Las Vegas Accused of Racial Discrimination

     LAS VEGAS (CN) – Residents of West Las Vegas accuse city officials of continuing a decades-long effort to segregate their mostly black neighborhood by closing off a crucial road to nearby services.

     Plaintiff Stop the F Street Closure says plans to widen Interstate 15 unfairly called for the September closure of a portion of F Street in the mostly black community. It’s the project’s only street closure, according to the lawsuit filed in Clark County Court.
     “The permanent closure of F Street segregated West Las Vegas from the rest of Las Vegas,” the complaint states.
The closure lowered property values and denied residents access to new commercial and government centers south of F Street, including parks, an outlet mall and county and city offices, the plaintiffs say.
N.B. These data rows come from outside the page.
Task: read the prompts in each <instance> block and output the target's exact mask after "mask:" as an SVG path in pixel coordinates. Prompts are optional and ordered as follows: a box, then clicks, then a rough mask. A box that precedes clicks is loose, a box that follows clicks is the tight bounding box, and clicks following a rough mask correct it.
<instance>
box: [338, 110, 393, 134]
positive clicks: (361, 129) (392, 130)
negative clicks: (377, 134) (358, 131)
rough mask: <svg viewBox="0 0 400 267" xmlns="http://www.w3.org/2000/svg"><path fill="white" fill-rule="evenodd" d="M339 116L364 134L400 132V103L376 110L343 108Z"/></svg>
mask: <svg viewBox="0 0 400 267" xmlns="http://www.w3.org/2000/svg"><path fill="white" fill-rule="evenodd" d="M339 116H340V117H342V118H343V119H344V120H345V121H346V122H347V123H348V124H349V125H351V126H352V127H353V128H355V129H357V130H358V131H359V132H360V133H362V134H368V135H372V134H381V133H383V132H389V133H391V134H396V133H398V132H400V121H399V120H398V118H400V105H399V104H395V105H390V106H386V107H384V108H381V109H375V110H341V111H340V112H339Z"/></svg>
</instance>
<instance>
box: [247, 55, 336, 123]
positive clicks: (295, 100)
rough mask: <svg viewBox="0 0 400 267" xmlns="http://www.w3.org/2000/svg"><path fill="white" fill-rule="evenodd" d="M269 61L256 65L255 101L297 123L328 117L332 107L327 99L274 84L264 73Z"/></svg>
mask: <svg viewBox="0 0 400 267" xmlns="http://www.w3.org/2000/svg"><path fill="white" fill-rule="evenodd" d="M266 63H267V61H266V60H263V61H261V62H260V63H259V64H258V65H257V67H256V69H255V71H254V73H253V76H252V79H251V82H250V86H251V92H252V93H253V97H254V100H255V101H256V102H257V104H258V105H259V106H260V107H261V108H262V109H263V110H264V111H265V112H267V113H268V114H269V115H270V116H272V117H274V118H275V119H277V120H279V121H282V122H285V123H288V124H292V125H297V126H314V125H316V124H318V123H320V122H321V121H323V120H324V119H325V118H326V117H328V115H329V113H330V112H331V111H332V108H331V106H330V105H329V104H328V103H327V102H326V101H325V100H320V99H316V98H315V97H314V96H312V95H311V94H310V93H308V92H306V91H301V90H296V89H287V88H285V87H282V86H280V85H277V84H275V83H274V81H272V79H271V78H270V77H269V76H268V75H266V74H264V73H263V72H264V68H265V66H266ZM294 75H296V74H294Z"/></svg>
Plaintiffs sued the City of Las Vegas and the Nevada Department of Transportation.
     It also changed the public transportation routes for West Las Vegas residents, including plaintiff Ora Bland, a 74-year-old woman who says she has to walk five extra blocks to a bus stop.
     Neighborhood residents say they were not informed of public meetings concerning the closure, and learned of it only after spotting bulldozers in the neighborhood.
     It’s not the first time city officials tried to segregate the black community, according to the complaint.
     In 1940, the Westside Improvement Association, a group of whites in West Las Vegas “who were unhappy with the prospect of African Americans moving into West Las Vegas,” requested that the city “segregate West Las Vegas on account of race.”
     The city closed D, F and H streets in the 1960s to “bolster the old West Las Vegas ‘Iron Curtain,’ the inaccessible street design that confined West Las Vegas residents to their historically African American community,” according to the complaint.
     More than 300 residents protested the closures, and the streets were reopened the next day.
     “History repeated itself in the 1970s when the city impeded access to West Las Vegas by building (Interstate 15) through West Las Vegas without an exit ramp,” the lawsuit states. After protests, officials installed an exit ramp at D Street.
     “Almost like clockwork,” officials “impeded access to and from West Las Vegas in the 1970s by closing every street in West Las Vegas, except Martin Luther King Boulevard and Owens Avenue, during the construction of U.S. Route 95.”
Residents, police officers and ambulance drivers expressed outrage at the closure, and after protests, officials reopened the streets.
     Plaintiffs seek compensatory damages, declaratory relief and costs. They are represented by Matthew Callister with Callister Reynolds.